До ареста я любил читать Библию, которая была у меня в русском переводе. Я любил эту Книгу как нашу историю. И там я всегда видел, что великие наши люди советовали при решении вопросов, связанных с жизнью нации в целом, не смотреть на количество народа, а опираться на его духовную мощь: так было с Моисеем, так говорила Дебора, так советовали наши пророки и полководец Иешуа Навин.

И сейчас я не мог понять, почему этот вероучитель — ведь Моисей был учеником ешивы до прихода советских войск в Западную Белоруссию — говорит не то, что есть в Библии.

Мы вышли вместе с Аликом: он пошел проводить меня. По дороге, в узком проходе барака мы столкнулись с каким-то нагло прущим вперед здоровяком. Алик шел впереди меня, и встречный, что-то рявкнув, хотел силой отодвинуть его в сторону. В одно мгновение Алик ударил его снизу в подбородок, и тот брякнулся без сознания на пол.

— Идем, — сказал Алик и повел меня дальше. — Я так всегда поступаю. Меня боятся те, кто знает, что я неплохой боксер. Но упаси Бог самому упасть...

Я шел сзади этого нового знакомого и думал: сколько еще «уроков» у меня впереди?

Почти сразу после возвращения в барак я увидел, что в зону входят зэки, возвращающиеся с работы: ворота были открыты, и офицеры с надзирателями стояли по бокам с деревянными досками, делая на них отметки.

— Первая пошла! Вторая пошла! — орал один из них.

Входя в зону, каждый вел себя по-разному: одни бежали куда-то по делам, в санчасть (а вдруг удастся получить освобождение на завтра?), другие — кого-то повидать до закрытия бараков на ночь; но большая часть шла медленно, словно в трансе от усталости, лица обмотаны грязными и промерзшими тряпками, глаза без выражения.

В бараке стоял гул голосов и была нестерпимая вонь от разматываемых портянок, от мокрых валенок, от грязных и потных тел.

Еще предстоял ужин, и люди не раздевались до конца: все ждали, когда наш барак позовут в столовую — сразу все бригады там не вмещались. Но вот и долгожданное «выходи в столовую!» — и мы идем туда, где утром была «комиссовка». Ужин — кусок селедки, хлеб и немного разваренной скользкой каши, не имеющей никакого вкуса. Но это вкусно! В лагере все вкусно! Остатков в мисках нет, а у помойки ходят вечером и утром какие-то жалкие оборванные тени и ищут селедочные головки. Это — смертники. Если человек в лагере пошел на помойку, то его ждет могила.

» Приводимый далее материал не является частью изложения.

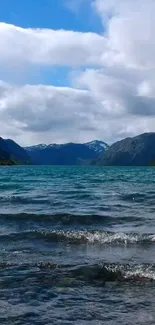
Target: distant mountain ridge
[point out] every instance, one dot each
(66, 154)
(136, 151)
(11, 153)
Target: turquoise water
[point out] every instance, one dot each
(77, 245)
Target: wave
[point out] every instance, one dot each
(97, 274)
(82, 237)
(70, 219)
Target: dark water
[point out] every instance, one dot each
(77, 245)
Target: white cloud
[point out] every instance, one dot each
(119, 99)
(20, 46)
(33, 114)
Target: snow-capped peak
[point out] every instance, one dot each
(98, 146)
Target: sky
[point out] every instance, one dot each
(76, 70)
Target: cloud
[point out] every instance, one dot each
(19, 46)
(113, 100)
(33, 114)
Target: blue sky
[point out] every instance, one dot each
(55, 14)
(76, 70)
(51, 14)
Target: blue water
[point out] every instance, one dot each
(77, 245)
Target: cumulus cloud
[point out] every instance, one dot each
(32, 114)
(49, 47)
(119, 95)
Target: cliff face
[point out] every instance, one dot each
(136, 151)
(11, 153)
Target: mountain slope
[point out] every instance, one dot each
(17, 153)
(136, 151)
(11, 153)
(65, 154)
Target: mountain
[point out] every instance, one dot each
(11, 153)
(17, 153)
(136, 151)
(66, 154)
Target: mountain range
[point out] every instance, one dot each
(66, 154)
(136, 151)
(54, 154)
(11, 153)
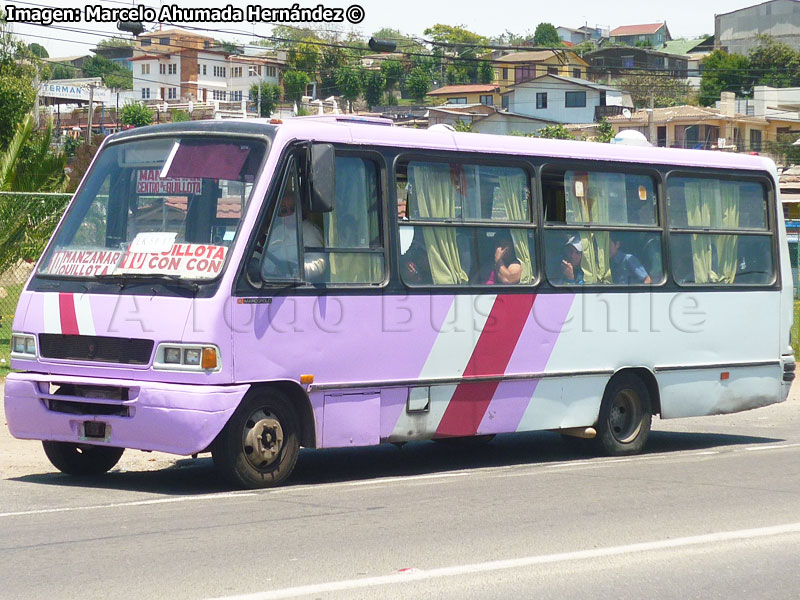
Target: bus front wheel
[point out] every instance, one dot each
(625, 416)
(81, 459)
(259, 446)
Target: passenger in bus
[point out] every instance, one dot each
(626, 269)
(571, 270)
(280, 256)
(416, 269)
(506, 269)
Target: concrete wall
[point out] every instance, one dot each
(737, 31)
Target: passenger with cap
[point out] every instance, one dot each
(571, 271)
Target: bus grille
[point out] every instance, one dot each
(129, 351)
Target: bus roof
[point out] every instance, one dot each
(375, 132)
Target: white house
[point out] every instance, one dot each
(563, 99)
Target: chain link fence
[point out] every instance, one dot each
(27, 221)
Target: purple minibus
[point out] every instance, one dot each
(251, 287)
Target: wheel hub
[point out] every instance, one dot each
(624, 418)
(262, 439)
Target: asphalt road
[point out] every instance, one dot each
(710, 511)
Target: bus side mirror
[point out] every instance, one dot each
(322, 178)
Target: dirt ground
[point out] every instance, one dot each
(26, 457)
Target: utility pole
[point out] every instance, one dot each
(91, 114)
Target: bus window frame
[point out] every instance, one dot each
(659, 187)
(405, 156)
(206, 288)
(242, 287)
(770, 230)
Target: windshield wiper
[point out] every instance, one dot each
(124, 279)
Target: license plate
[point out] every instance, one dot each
(94, 429)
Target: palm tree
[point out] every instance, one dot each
(26, 222)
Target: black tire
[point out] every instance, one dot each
(82, 459)
(259, 446)
(625, 416)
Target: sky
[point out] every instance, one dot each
(684, 18)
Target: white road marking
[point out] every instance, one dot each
(517, 563)
(42, 511)
(772, 447)
(503, 471)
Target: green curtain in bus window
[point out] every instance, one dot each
(353, 224)
(513, 185)
(436, 198)
(712, 203)
(588, 201)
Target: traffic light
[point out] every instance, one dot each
(134, 27)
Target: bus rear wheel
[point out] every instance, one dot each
(625, 416)
(81, 459)
(259, 446)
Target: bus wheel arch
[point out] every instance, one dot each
(302, 404)
(626, 411)
(260, 443)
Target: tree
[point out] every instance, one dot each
(270, 96)
(113, 75)
(666, 89)
(555, 132)
(418, 84)
(393, 73)
(374, 86)
(331, 59)
(723, 72)
(304, 57)
(136, 114)
(605, 132)
(29, 164)
(774, 63)
(38, 50)
(294, 85)
(486, 72)
(461, 47)
(349, 81)
(179, 116)
(17, 91)
(546, 36)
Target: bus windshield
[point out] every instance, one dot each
(158, 207)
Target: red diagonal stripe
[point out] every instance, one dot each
(491, 356)
(69, 320)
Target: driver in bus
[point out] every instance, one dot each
(571, 271)
(280, 256)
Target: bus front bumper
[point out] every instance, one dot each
(165, 417)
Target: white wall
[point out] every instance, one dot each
(523, 101)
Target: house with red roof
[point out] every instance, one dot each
(654, 33)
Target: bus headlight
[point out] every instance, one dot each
(23, 345)
(187, 357)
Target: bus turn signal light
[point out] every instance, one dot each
(209, 360)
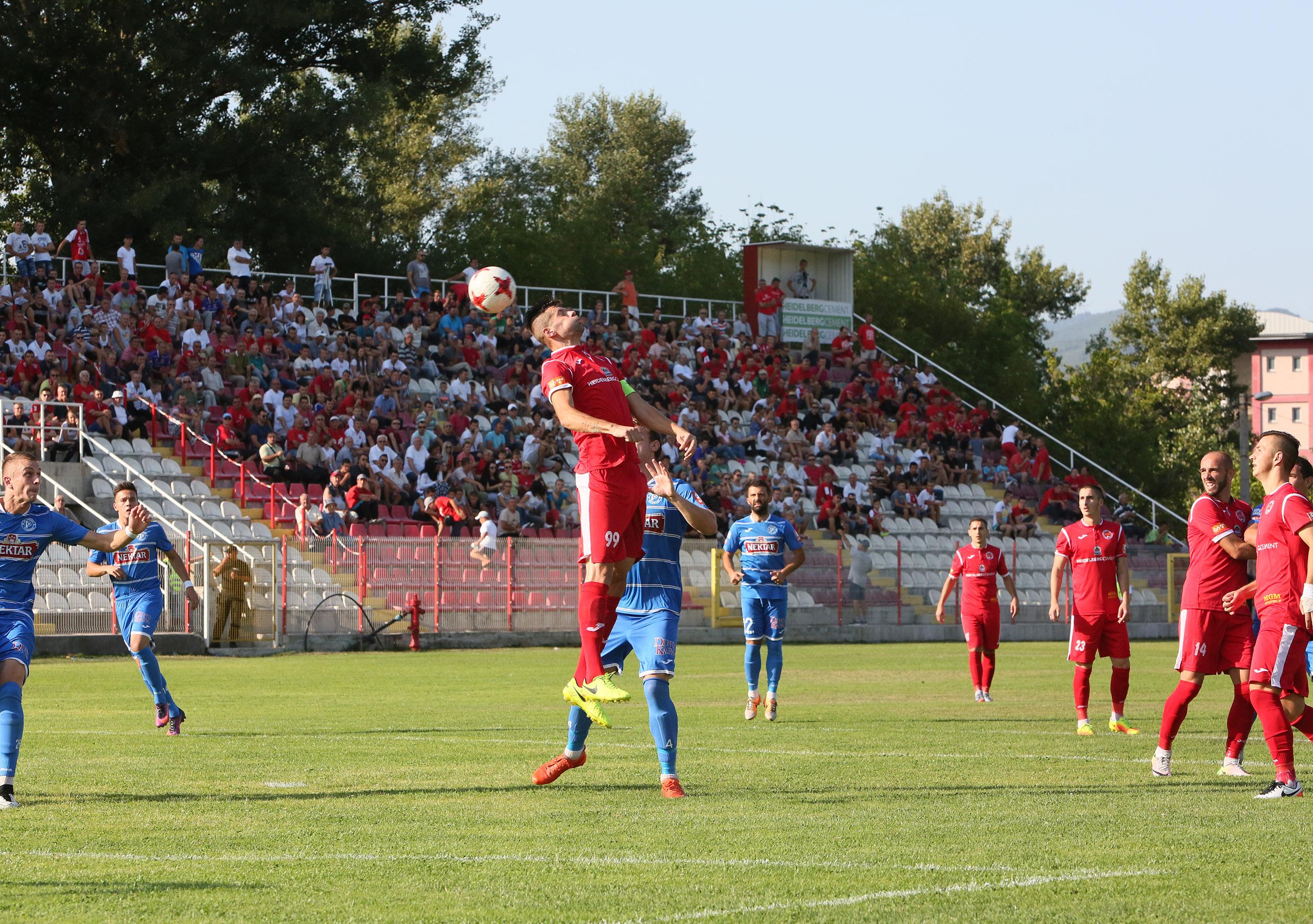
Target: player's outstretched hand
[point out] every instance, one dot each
(686, 441)
(138, 519)
(662, 485)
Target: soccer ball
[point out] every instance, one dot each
(492, 290)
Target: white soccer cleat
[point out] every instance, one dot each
(1232, 768)
(1161, 763)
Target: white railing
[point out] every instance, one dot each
(1073, 455)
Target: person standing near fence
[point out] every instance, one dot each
(761, 538)
(139, 599)
(234, 576)
(647, 622)
(978, 566)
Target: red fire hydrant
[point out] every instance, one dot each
(416, 611)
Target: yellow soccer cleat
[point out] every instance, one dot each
(603, 689)
(591, 708)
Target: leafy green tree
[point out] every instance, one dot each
(288, 124)
(1159, 389)
(943, 280)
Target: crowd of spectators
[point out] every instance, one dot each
(327, 393)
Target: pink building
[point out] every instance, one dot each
(1281, 362)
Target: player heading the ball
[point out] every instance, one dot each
(607, 418)
(27, 528)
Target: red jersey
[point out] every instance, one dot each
(980, 570)
(1282, 555)
(1212, 571)
(1093, 553)
(599, 394)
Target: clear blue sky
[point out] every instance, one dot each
(1099, 129)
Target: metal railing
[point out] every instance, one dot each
(1073, 455)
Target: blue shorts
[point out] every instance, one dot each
(763, 617)
(138, 613)
(17, 638)
(651, 636)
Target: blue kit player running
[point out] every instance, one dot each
(647, 622)
(27, 528)
(761, 540)
(139, 600)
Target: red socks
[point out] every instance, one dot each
(1238, 722)
(1081, 692)
(1276, 730)
(1119, 687)
(597, 617)
(1174, 712)
(973, 662)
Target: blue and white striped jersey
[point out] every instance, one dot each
(654, 582)
(761, 546)
(23, 538)
(139, 560)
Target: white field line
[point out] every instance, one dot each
(498, 859)
(783, 753)
(1023, 882)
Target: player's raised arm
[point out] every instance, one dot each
(574, 419)
(138, 519)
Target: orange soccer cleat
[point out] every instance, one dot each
(556, 767)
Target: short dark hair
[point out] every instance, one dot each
(1286, 444)
(539, 309)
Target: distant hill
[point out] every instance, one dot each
(1069, 338)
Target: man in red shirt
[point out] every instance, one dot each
(1101, 584)
(1278, 684)
(607, 418)
(978, 565)
(1212, 641)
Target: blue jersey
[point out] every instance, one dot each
(761, 546)
(654, 582)
(23, 538)
(139, 560)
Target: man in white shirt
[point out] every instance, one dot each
(325, 271)
(128, 259)
(239, 260)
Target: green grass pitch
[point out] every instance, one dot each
(396, 788)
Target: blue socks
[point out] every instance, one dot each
(661, 718)
(663, 722)
(752, 665)
(578, 734)
(774, 663)
(154, 677)
(11, 729)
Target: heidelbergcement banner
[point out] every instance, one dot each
(800, 316)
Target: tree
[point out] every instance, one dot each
(1159, 389)
(287, 124)
(942, 280)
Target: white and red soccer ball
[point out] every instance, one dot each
(492, 290)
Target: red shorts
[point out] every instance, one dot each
(1098, 634)
(612, 505)
(1214, 641)
(981, 631)
(1279, 658)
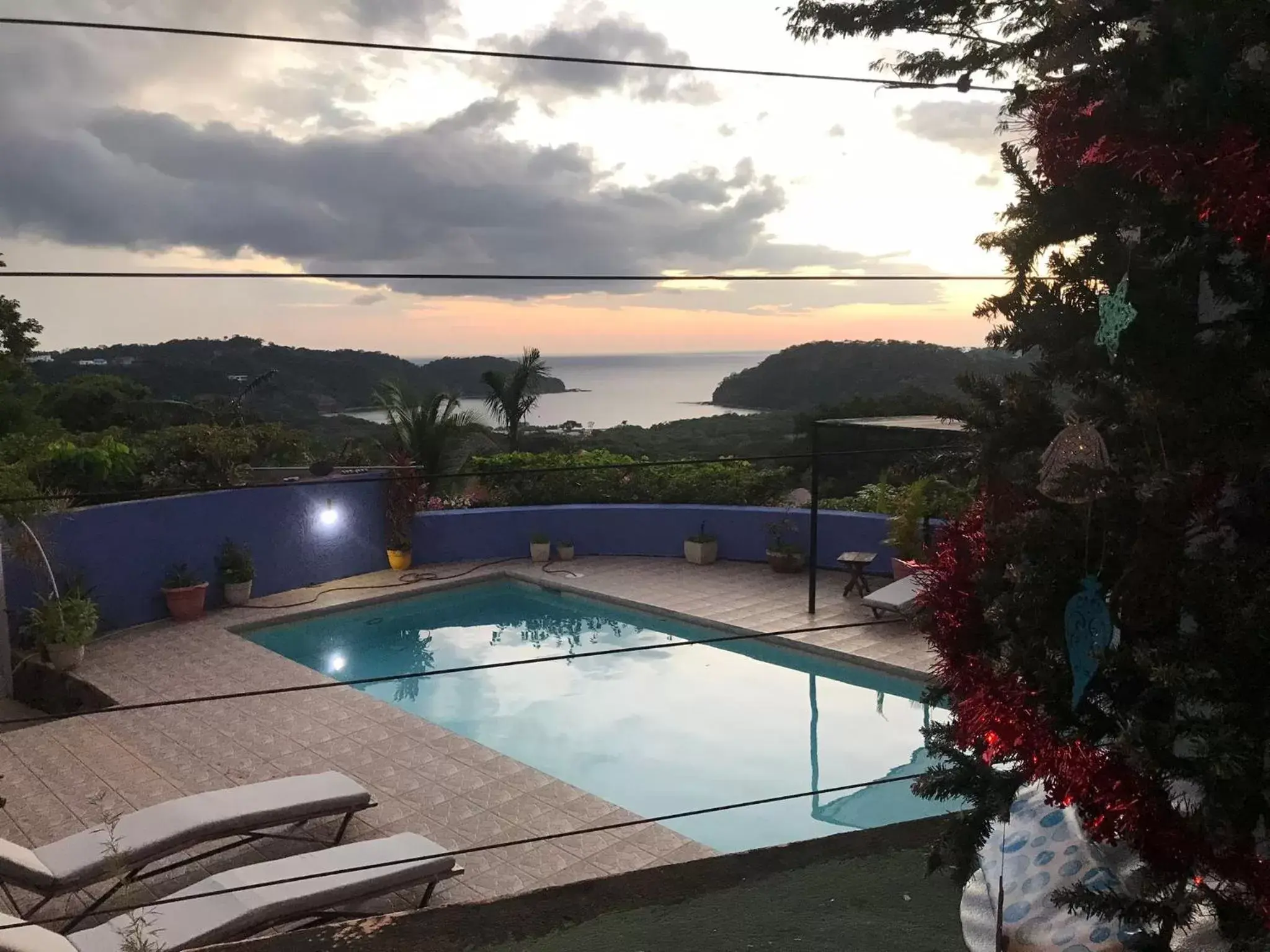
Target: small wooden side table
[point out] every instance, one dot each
(856, 563)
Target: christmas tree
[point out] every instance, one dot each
(1103, 616)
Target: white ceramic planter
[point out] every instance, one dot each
(701, 552)
(238, 593)
(65, 658)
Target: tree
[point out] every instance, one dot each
(512, 395)
(94, 402)
(1143, 154)
(432, 431)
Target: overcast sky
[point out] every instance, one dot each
(128, 151)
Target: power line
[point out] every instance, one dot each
(141, 495)
(488, 54)
(506, 844)
(426, 673)
(442, 276)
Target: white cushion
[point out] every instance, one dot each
(23, 867)
(898, 597)
(202, 922)
(31, 938)
(174, 826)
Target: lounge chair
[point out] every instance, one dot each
(900, 597)
(167, 829)
(208, 919)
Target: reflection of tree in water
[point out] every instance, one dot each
(569, 631)
(417, 656)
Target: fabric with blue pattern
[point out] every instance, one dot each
(1043, 850)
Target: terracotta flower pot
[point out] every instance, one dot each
(785, 563)
(238, 593)
(65, 658)
(186, 603)
(701, 552)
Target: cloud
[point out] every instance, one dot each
(968, 127)
(313, 184)
(596, 36)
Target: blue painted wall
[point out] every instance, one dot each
(125, 550)
(639, 530)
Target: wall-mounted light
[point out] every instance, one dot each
(329, 516)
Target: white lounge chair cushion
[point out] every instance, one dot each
(22, 866)
(202, 922)
(31, 938)
(898, 597)
(168, 828)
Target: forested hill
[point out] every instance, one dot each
(305, 381)
(830, 372)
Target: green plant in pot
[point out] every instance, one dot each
(784, 555)
(63, 626)
(236, 570)
(540, 547)
(701, 549)
(911, 526)
(184, 593)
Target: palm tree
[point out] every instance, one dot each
(512, 395)
(432, 431)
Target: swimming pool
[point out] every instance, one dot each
(654, 731)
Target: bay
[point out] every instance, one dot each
(642, 390)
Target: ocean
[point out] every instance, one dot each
(637, 389)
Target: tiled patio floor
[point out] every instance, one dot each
(60, 777)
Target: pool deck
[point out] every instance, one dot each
(61, 777)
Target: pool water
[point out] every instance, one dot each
(654, 731)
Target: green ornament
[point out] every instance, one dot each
(1116, 314)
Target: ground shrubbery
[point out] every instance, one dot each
(708, 484)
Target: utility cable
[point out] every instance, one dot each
(489, 54)
(436, 672)
(121, 495)
(506, 844)
(580, 278)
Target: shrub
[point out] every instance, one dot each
(709, 484)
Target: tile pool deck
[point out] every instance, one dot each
(60, 777)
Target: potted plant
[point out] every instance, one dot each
(907, 528)
(783, 553)
(63, 626)
(701, 549)
(184, 593)
(236, 573)
(403, 503)
(540, 547)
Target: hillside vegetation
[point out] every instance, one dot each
(305, 381)
(837, 371)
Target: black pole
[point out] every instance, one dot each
(815, 514)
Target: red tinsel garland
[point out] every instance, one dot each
(998, 708)
(1228, 178)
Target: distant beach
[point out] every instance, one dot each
(641, 390)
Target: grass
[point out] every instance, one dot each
(874, 904)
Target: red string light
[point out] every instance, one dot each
(1114, 801)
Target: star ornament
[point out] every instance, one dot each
(1116, 314)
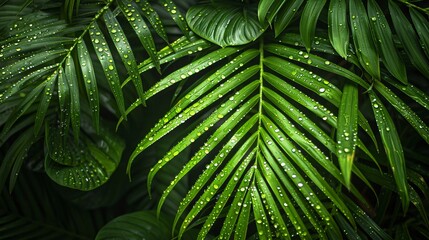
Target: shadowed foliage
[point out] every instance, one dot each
(251, 119)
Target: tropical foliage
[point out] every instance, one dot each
(250, 119)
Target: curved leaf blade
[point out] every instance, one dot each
(97, 157)
(347, 130)
(225, 24)
(309, 17)
(393, 147)
(365, 48)
(383, 39)
(338, 27)
(135, 226)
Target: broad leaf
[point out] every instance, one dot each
(225, 24)
(85, 164)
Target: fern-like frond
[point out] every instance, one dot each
(53, 70)
(34, 211)
(271, 110)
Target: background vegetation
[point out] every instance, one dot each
(214, 119)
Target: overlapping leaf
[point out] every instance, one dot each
(260, 105)
(52, 66)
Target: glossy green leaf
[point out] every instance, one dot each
(261, 218)
(124, 48)
(309, 17)
(338, 27)
(142, 30)
(225, 24)
(15, 156)
(154, 19)
(136, 225)
(177, 16)
(422, 28)
(409, 38)
(314, 60)
(303, 77)
(199, 155)
(70, 74)
(285, 15)
(216, 162)
(90, 82)
(280, 183)
(165, 125)
(86, 164)
(392, 146)
(45, 102)
(24, 105)
(301, 161)
(244, 217)
(361, 32)
(383, 39)
(238, 206)
(347, 130)
(228, 189)
(413, 92)
(415, 121)
(105, 57)
(268, 9)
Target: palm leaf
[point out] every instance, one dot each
(47, 61)
(237, 107)
(34, 211)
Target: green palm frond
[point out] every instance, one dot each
(288, 119)
(271, 110)
(52, 70)
(34, 211)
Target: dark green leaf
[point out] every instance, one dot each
(338, 27)
(407, 35)
(361, 32)
(392, 146)
(85, 165)
(309, 17)
(347, 130)
(383, 39)
(135, 226)
(225, 24)
(285, 15)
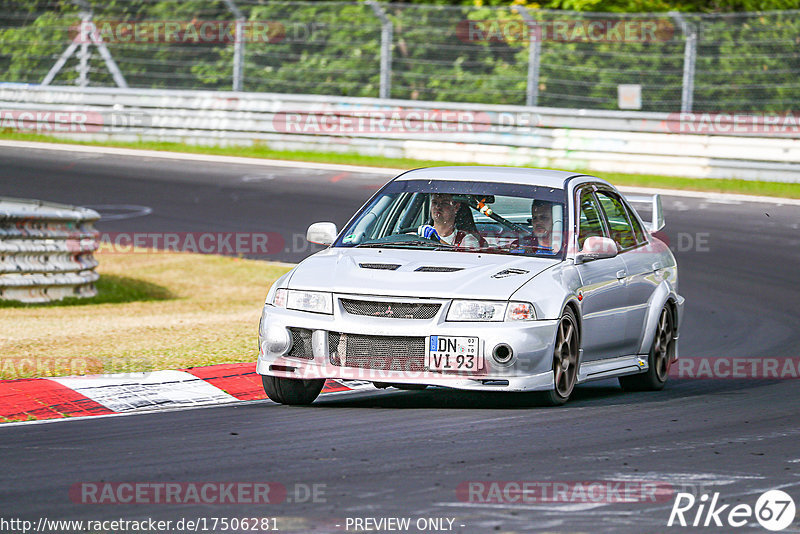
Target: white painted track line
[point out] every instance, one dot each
(114, 151)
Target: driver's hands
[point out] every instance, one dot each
(429, 232)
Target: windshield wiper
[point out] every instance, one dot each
(390, 244)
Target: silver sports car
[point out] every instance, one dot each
(479, 278)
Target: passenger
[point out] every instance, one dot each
(451, 223)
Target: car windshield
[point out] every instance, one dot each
(461, 216)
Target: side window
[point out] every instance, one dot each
(637, 226)
(589, 222)
(617, 218)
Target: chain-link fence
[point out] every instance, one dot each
(508, 55)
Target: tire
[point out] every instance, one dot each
(662, 351)
(292, 391)
(565, 360)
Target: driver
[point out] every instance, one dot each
(542, 222)
(443, 211)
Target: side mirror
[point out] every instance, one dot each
(596, 248)
(322, 233)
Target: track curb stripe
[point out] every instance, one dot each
(32, 399)
(40, 398)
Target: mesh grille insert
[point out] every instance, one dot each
(435, 269)
(381, 266)
(391, 310)
(301, 344)
(387, 353)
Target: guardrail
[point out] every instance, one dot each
(46, 251)
(693, 145)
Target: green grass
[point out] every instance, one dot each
(746, 187)
(111, 289)
(181, 310)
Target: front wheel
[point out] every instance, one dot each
(565, 360)
(292, 391)
(661, 353)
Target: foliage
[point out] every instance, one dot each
(744, 61)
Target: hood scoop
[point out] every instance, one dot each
(436, 269)
(505, 273)
(380, 266)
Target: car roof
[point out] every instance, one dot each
(518, 175)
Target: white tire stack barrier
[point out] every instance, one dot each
(46, 251)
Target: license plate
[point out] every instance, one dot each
(447, 353)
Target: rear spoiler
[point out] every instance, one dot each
(656, 221)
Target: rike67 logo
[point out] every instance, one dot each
(774, 510)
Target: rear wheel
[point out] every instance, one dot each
(661, 354)
(292, 391)
(565, 360)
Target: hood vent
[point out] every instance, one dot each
(505, 273)
(380, 266)
(435, 269)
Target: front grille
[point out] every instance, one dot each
(438, 269)
(385, 353)
(301, 344)
(391, 310)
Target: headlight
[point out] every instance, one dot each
(311, 301)
(520, 311)
(480, 310)
(279, 298)
(476, 310)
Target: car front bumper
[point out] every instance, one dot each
(529, 369)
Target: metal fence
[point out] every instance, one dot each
(494, 55)
(602, 141)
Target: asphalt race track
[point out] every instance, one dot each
(404, 454)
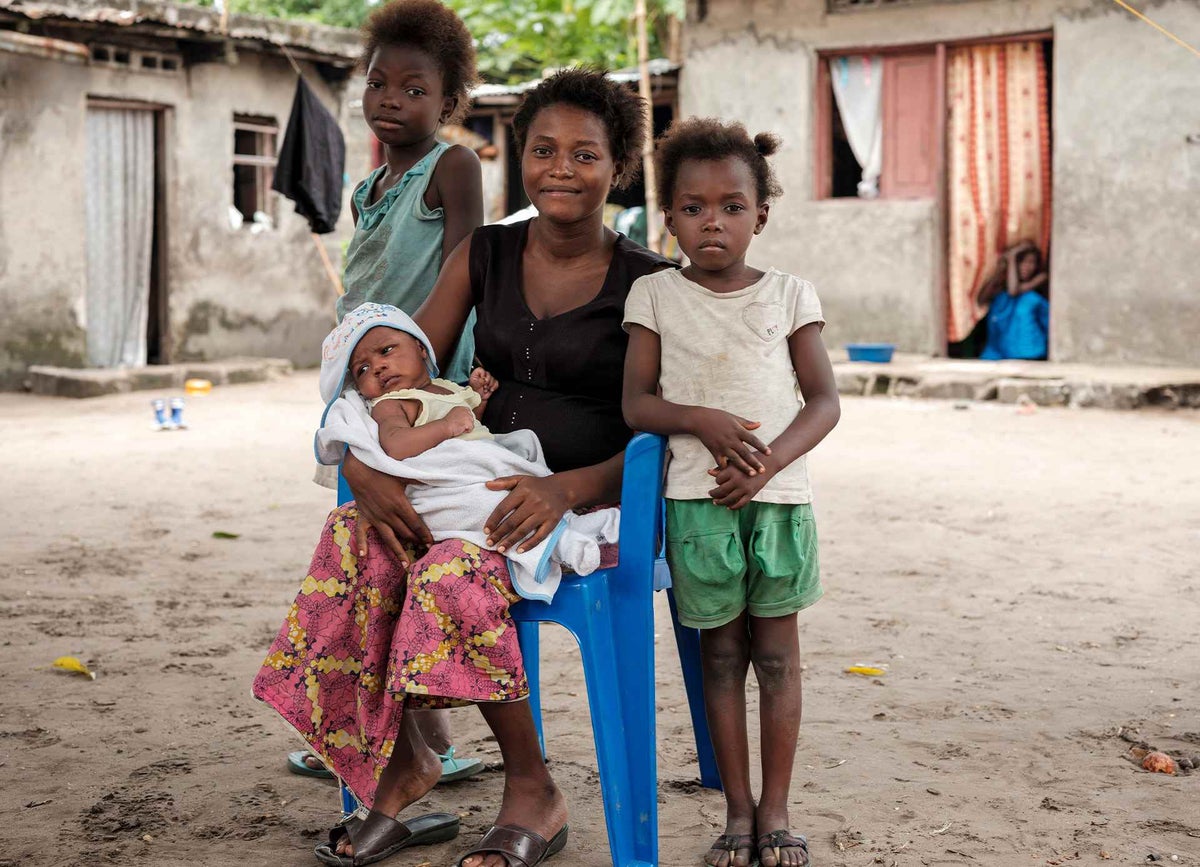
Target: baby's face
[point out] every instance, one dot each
(388, 360)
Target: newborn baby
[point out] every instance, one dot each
(401, 419)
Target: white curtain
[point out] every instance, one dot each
(858, 88)
(119, 203)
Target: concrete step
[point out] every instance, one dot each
(91, 382)
(1044, 383)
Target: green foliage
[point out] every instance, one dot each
(517, 40)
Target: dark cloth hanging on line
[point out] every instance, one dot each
(312, 161)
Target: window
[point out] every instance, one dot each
(118, 57)
(903, 113)
(253, 165)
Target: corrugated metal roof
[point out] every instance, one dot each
(336, 43)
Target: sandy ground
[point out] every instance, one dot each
(1029, 581)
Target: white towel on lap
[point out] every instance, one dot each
(453, 498)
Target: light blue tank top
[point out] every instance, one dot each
(396, 252)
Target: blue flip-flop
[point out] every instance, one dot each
(454, 769)
(298, 764)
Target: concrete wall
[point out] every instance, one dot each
(229, 292)
(1125, 253)
(1126, 267)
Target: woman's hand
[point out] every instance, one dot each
(533, 509)
(384, 506)
(727, 437)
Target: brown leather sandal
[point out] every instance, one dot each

Когда мы возвращались из столовой, за вахту несколько санитаров вытягивали сани с трупами людей, умерших за день в больнице. Шедший со мною Виктор посоветовал:

— Посмотри, зрелище, достойное увековечения...

Сани остановились у вахты. Трупы лежали на морозе голые, с бирками на ногах — номер, не фамилия. Из домика вахты вышел дежурный надзиратель.

— Ну, чаво так поздно? — заворчал он, потом повернулся и ушел, а через минуту вышел снова, держа в руке железный стержень, раскаленный в печке — ведь лежит он там все время, ждет! — и этим вертелом прожег по очереди каждый труп: а вдруг притворяется и хочет, выйдя голым в сорокаградусный мороз, убежать!